Berlin (epd). Junge Männer aus Afghanistan bekommen in Deutschland nur noch relativ selten einen Schutzstatus zugesprochen. Während die sogenannte bereinigte Schutzquote im Januar 2025 noch bei 66,6 Prozent lag, wurden im Januar dieses Jahres nur noch 16,2 Prozent der Anträge 18- bis 40-jähriger Afghanen anerkannt, wie aus der Antwort des Bundesinnenministeriums auf eine im Rahmen der Fragestunde im Bundestag gestellte Anfrage der Linken-Abgeordneten Clara Bünger hervorgeht.

Die bereinigte Schutzquote berücksichtigt nur Entscheidungen des Bundesamts für Migration und Flüchtlinge (Bamf), in denen inhaltlich über das Schutzbegehren geurteilt wurde. Formelle Entscheidungen etwa die Prüfung der Zuständigkeit eines anderen EU-Staates sowie Entscheidungen im Rahmen des Familiennachzugs wurden dabei nicht berücksichtigt.

Bünger: Mit Realität in Afghanistan nicht vereinbar

Wie die Zahlen des Bundesinnenministeriums zeigen, ist die Schutzquote für junge Männer aus Afghanistan seit März vergangenen Jahres drastisch gesunken. Nach Informationen der Linken gibt es seitdem neue Leitsätze für Entscheidungen zu Afghanistan, bei denen von der Möglichkeit einer Erwerbstätigkeit in Afghanistan ausgegangen werde.

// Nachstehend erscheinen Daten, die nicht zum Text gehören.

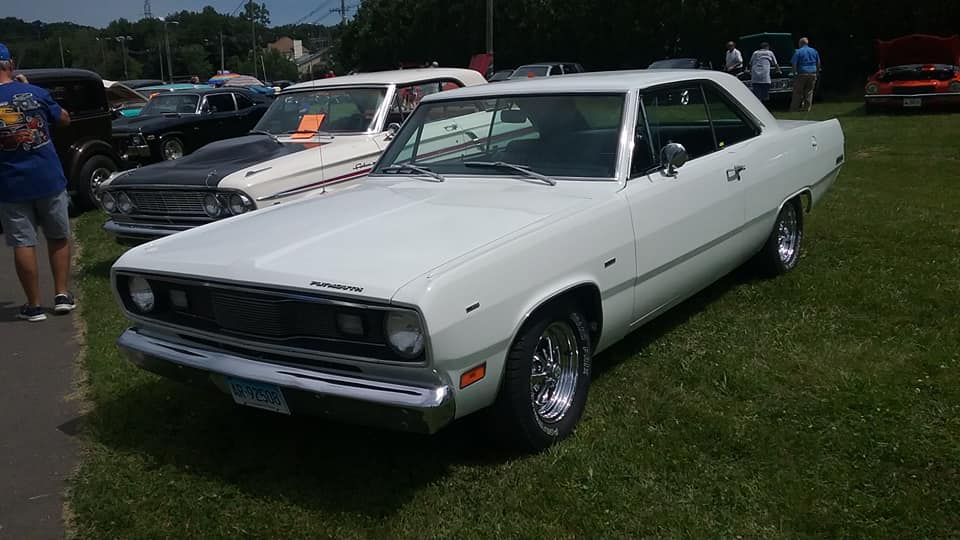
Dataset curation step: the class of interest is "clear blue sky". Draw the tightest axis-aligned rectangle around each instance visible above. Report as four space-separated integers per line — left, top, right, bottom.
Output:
3 0 359 27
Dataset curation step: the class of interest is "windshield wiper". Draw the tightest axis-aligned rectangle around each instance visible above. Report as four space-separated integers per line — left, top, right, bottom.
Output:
463 161 557 186
247 129 283 144
381 163 446 182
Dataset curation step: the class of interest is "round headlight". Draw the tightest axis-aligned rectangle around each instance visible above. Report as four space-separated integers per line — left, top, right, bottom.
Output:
127 277 156 313
100 191 117 213
385 311 424 358
228 193 250 215
203 193 223 218
117 191 133 214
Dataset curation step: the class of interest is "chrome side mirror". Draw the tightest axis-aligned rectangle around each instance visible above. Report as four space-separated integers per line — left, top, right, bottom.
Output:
384 122 400 141
660 143 689 177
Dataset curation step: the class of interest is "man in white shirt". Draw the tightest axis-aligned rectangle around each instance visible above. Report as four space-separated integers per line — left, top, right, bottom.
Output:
750 42 780 101
724 41 743 74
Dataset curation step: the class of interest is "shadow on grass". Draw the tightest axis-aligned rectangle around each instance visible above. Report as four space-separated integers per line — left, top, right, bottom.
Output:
86 260 757 517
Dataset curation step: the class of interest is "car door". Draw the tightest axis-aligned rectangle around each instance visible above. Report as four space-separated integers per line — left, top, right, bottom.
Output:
233 92 263 133
625 82 750 324
197 92 244 146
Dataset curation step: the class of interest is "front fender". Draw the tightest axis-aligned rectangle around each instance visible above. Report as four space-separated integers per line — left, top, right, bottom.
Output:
66 139 121 182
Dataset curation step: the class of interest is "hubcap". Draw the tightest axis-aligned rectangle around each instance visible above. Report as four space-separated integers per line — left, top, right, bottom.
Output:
777 204 800 264
530 322 582 423
163 141 183 160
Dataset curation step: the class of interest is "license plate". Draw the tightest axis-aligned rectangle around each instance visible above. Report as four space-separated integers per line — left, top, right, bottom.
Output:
227 378 290 414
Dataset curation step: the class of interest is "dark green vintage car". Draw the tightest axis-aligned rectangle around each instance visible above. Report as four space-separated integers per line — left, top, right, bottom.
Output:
113 88 271 165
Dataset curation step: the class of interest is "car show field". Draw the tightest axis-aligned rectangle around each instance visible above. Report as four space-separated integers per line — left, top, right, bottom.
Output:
70 103 960 539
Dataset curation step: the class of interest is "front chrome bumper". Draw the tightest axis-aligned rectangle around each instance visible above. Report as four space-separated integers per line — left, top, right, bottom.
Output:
117 328 456 433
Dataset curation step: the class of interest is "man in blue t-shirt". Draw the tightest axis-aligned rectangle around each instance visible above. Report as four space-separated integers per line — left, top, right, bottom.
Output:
790 38 820 112
0 43 76 322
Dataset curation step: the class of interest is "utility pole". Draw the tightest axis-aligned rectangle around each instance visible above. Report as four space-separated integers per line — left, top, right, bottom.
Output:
487 0 493 56
248 0 257 77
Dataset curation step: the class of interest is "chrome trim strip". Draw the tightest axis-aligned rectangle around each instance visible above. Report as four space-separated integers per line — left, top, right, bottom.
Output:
103 219 192 238
117 328 456 432
863 92 960 99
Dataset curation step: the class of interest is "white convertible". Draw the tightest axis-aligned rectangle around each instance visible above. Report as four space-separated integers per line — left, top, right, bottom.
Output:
99 68 486 243
113 71 844 450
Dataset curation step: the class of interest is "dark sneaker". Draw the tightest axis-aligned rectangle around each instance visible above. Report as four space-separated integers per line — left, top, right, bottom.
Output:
53 294 77 315
17 304 47 322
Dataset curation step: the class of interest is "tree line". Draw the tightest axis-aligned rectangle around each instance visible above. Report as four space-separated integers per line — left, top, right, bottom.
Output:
0 3 336 81
339 0 960 91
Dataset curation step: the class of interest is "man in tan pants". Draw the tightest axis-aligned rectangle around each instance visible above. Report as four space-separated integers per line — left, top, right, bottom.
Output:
790 38 820 112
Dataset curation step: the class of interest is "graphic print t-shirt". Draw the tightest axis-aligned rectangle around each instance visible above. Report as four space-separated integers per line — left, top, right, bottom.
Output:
0 82 67 202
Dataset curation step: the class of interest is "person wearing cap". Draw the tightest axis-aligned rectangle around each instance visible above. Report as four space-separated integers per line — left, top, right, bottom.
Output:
790 38 820 112
0 43 76 322
750 41 780 101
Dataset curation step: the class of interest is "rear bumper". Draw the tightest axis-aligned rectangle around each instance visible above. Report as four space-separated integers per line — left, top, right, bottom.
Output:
103 219 193 244
117 328 456 433
863 92 960 108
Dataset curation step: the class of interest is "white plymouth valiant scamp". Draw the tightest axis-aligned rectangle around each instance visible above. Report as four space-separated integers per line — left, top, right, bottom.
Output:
99 68 486 243
112 71 844 450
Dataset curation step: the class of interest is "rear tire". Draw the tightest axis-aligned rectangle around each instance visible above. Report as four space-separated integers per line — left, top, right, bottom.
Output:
490 304 593 452
75 155 118 209
757 198 803 277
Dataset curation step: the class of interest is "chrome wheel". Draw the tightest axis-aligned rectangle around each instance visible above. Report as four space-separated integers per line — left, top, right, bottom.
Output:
777 203 800 266
530 321 583 424
163 139 183 160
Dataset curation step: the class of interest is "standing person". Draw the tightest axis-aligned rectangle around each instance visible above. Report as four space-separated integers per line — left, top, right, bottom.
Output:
0 43 76 322
750 41 780 101
790 38 821 112
724 41 743 74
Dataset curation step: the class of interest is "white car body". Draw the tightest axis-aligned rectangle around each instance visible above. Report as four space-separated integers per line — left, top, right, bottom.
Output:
100 68 486 241
113 70 844 438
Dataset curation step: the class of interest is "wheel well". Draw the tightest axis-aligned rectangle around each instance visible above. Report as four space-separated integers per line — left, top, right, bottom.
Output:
524 283 603 347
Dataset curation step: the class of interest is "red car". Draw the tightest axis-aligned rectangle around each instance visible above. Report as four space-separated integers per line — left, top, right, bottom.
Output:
863 34 960 111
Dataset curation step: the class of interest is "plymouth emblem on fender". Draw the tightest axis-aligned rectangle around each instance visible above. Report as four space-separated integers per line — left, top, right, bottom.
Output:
310 281 363 292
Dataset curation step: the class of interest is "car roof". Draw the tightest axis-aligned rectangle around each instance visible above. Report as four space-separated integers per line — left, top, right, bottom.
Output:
282 68 487 94
17 68 101 82
424 69 742 101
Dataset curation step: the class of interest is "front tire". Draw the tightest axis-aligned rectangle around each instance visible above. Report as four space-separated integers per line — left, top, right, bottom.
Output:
758 199 803 277
491 305 593 452
76 155 118 209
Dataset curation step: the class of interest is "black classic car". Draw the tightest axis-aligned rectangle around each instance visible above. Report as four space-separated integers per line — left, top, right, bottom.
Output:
17 69 120 208
113 88 271 165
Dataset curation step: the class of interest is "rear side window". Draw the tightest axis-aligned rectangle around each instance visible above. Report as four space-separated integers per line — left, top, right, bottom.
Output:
38 81 108 117
207 94 237 112
703 84 760 148
234 94 253 110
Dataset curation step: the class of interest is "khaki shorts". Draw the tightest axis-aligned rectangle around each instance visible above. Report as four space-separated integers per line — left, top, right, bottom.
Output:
0 191 70 247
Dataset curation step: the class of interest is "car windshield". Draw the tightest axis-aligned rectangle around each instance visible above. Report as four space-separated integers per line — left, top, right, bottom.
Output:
510 66 550 79
373 94 625 179
254 88 387 135
140 93 200 116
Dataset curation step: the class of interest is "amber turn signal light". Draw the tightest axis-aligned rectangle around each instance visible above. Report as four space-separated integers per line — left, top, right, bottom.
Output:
460 362 487 389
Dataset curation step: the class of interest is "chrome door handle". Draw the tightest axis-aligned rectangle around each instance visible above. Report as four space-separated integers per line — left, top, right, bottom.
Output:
727 165 747 182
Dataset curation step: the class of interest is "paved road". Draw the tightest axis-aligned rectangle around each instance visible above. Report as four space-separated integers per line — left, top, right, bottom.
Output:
0 239 78 540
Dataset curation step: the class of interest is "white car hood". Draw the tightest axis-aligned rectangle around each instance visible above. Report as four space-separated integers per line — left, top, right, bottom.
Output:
115 178 615 300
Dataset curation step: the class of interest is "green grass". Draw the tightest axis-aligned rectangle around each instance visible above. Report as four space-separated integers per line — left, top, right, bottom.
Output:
70 104 960 539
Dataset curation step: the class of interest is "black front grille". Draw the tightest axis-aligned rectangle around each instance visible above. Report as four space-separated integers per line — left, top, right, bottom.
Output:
893 84 937 95
127 190 208 217
117 275 421 362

Bünger kritisierte die Entwicklung. „Die Schutzquote des Bamf bei jungen Männern aus Afghanistan ist mit der dortigen Realität nicht in Einklang zu bringen“, sagte sie. Die politische Herrschaft der Taliban sei extrem repressiv und auch die humanitäre Lage sei infolge von Dürren, Erdbeben, Misswirtschaft und des internationalen Sanktionsregimes „katastrophal“. „Unter diesen Bedingungen zu behaupten, junge Männer könnten sich durch Gelegenheitsarbeiten über Wasser halten und bräuchten daher keinen Schutz, ist an Zynismus kaum zu überbieten“, sagte Bünger.

Die Bundesregierung geht mit Schutzbegehren aus Afghanistan zunehmend restriktiv um. Zuletzt wurden Zusagen für früher erteilte Aufnahmezusagen zurückgezogen. Zudem forciert Bundesinnenminister Alexander Dobrindt (CSU) auch Abschiebungen in das Land. Zwangsweise zurückgebracht werden nach aktueller Vereinbarung Straftäter und Gefährder.